The witch across from Luisa straightens in her seat, adjusting her patterned shawl embroidered with runes. “I was hoping you’d say that,” Shauna Beauchamp declares haughtily, a tinge of her Southern roots apparent in her voice. The eighty-year-old woman doesn’t look a day over forty. “I’m not making an accusation, vampire. I’m reporting an act of aggression committed by the Keoh Clan against the Rubenna Coven. And I’m demanding reparations.”

“Either prove it or get burnt, witch!” Luisa snarls, her fangs dropping in warning.

Shauna stares at her, utterly unfazed by the apex predator’s move. The witch stands slowly and dramatically, ensuring every eye in the room is on her before she speaks.
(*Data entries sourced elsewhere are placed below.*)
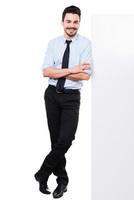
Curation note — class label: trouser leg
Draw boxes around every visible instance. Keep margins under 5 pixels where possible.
[39,90,79,184]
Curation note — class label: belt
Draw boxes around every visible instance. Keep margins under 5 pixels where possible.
[48,85,80,94]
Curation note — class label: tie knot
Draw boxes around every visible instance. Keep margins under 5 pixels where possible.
[66,40,72,45]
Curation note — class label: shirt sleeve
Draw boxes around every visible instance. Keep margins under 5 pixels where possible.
[41,41,54,70]
[80,40,93,75]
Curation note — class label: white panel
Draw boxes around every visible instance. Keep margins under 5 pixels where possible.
[92,15,134,200]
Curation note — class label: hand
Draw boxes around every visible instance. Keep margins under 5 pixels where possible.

“Typically, familiar issues are hard to prove,” Shauna starts, a gleam in her deep brown eyes telling me Lusia just walked into a carefully laid trap and doesn’t realize it yet. “But because it’s so hard to train a familiar to channel excess magic on command, the coven values them highly. And after the last time one of us lost a familiar, we all took precautions.”

Luisa’s cocky smile dims infinitesimally.

I set down my coffee mug and slowly roll back my chair. Drawing my legs up underneath me, ready to vault forward if needed and stop the violence I feel brewing. Adrenaline slides down my spine in delicious waves, and I watch closely, just waiting for one of them to give me a reason.

“We’ve all been feeding our familiars hawthorn berries. One quick spell and I can track as little as a pin drop of his blood, even after death.” She pulls a clear chunk of quartz out of the pocket of her dress and sets it on the table. “Permission to perform a tracing spell?”

Shauna looks first to her coven leader, Erica, seated next to her. Erica is younger than Shauna but far more powerful. Unlike the older, more traditional witch, Erica has blue hair and runes branded down her cheeks and encircling her throat like a necklace. Her stare at Luisa isn’t fiery like Shauna’s, but ice cold. She gives a slow, measured nod. And then Shauna turns to me for my approval.

The law is clear. She should have a chance to prove the other woman’s guilt if she can. I nod and reach for the call button to get one of my deputies to remove the bowl of dampeners. But I pause when I notice Luisa go preternaturally still.

“Her familiar attacked me! I had no choice,” Luisa cries.

Shauna’s arm shoots out as she points an accusing finger across the table. “I knew it!”

Indignant rage turns her gaze scorching, and her wrinkled features crumple in pained anger as she tries—and fails—to cast a spell.

“Enough!” I bellow, slamming a hand down hard on the table, eliciting a loud crack that stuns the room. “Not another word out of either one of you,” I snarl as I stand, my wolf far too close to the surface.